Samson also appears in Andrew O'Keefe's Crime & Punishment, an adaptation of Dostoevsky's novel of the same name and starred in the horror short Tanglewood, which was shown at Monster Fest.

==Personal life==
Following her appearance in an episode of The Doctor Blake Mysteries, Samson, along with actress Tamzen Hayes, accused lead actor Craig McLachlan of sexual harassment on the set.

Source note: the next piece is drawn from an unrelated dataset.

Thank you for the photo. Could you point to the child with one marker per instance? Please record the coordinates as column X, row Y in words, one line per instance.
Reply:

Samson alleged that McLachlan touched her buttock during their scenes together, making her forget her lines.

==Filmography==

===Film===

| Year | Title | Role | Notes |
|---|---|---|---|
| 2016 | Crime & Punishment | Sonya Marmelade |  |
| 2016 | Tanglewood | Sarah | Short |
| 2017 | What If It Works? | Grace |  |
| 2018 | 36 Questions | Gabrielle |  |
| 2020 | Children of the Corn | Sheila Boyce |  |

===Television===

| Year | Title | Role | Notes |
|---|---|---|---|
| 2012 | Conspiracy 365 | Natalie | Episode: "February" |
| 2013 | Offspring | Claire | Episode: "The Things We Do For Love" |
| 2014 | Winners & Losers | Hayley Baxter | Recurring |
| 2015 | The Doctor Blake Mysteries | Wendy Smith | Episode: "By the Southern Cross" |
| 2016 | Hunters | Steph Le Guin | Recurring |
| 2016 | Little Acorns | Anna | Webseries |
| 2017 | The Leftovers | Young Woman with Beret | Episode: "It's a Matt, Matt, Matt, Matt World" |
| 2017 | Wake in Fright | Michaela "Mick" Jaffries | Miniseries |
| 2018 | Jack Irish | Kendra Raspovic | Recurring |
| 2018 | Dead Lucky | Anna Jamison | Main cast |
| 2020 | Halifax: Retribution | Smithy | Episode "1.3" |
| 2021–2022 | Home and Away | Mia Anderson | Main cast |
| 2024–present | Return to Paradise | DI Mackenzie Clarke | Main cast |

===Stage===

| Year | Production | Role | Company/theatre |
|---|---|---|---|
| 2007 | Alice Dreaming | Alice | Australian Theatre for Young People |
| 2009 | Innocence – The Life and Death of Caravaggio | Lena | Victorian College of the Arts (VCA) |
| 2010 | Ghetto | Lina the Dummy | VCA |
| 2010 | O'Horo – The Dance of Death | Achilles | VCA |
| 2011 | Ruben Guthrie | Zoya | Red Stitch Actors Theatre |
| 2011 | After All This | Performer | Melbourne Fringe Festival |
| 2011 | Day One, A Hotel, Evening | Rose Darby | Red Stitch Actors Theatre |
| 2012 | The Heretic | Phoebe | Melbourne Theatre Company (MTC) |
| 2012 | Pompeii LA | Make-up Artist | Malthouse Theatre |
| 2013 | Arden v Arden |  | The Hayloft Project |
| 2014 | The Bitter Tears of Petra von Kant | Karin | Theatre Works |
| 2014 | The Sublime | Amber | MTC |
| 2015 | Wet House | Kerry | Red Stitch Actors Theatre |
| 2015 | Birdland | Marnie / Lucy / Sophie / Nicola | MTC |
| 2016 | Skylight | Kyra Hollis | MTC |
| 2018 | Bliss | Honey Barbara | Malthouse Theatre |
| 2018 | Love | Tanya | Darlinghurst Theatre |
| 2019 | Anatomy of a Suicide | Carol | Old Fitzroy Theatre |
| 2022 | Anatomy of a Suicide | Anna | The Reginald Theatre |
| 2023 | The Master and Margarita | Margarita | Belvoir St Theatre |

- Source:

==Awards and nominations==
For her role in Simon Stephens' play Birdland, Samson was nominated for Best Female Actor in a Supporting Role in a Play at the 16th Helpmann Awards in 2016. On 16 June 2025, Samson received a nomination for Best Lead Actress in a Drama at the 65th Logie Awards for her role in Return to Paradise.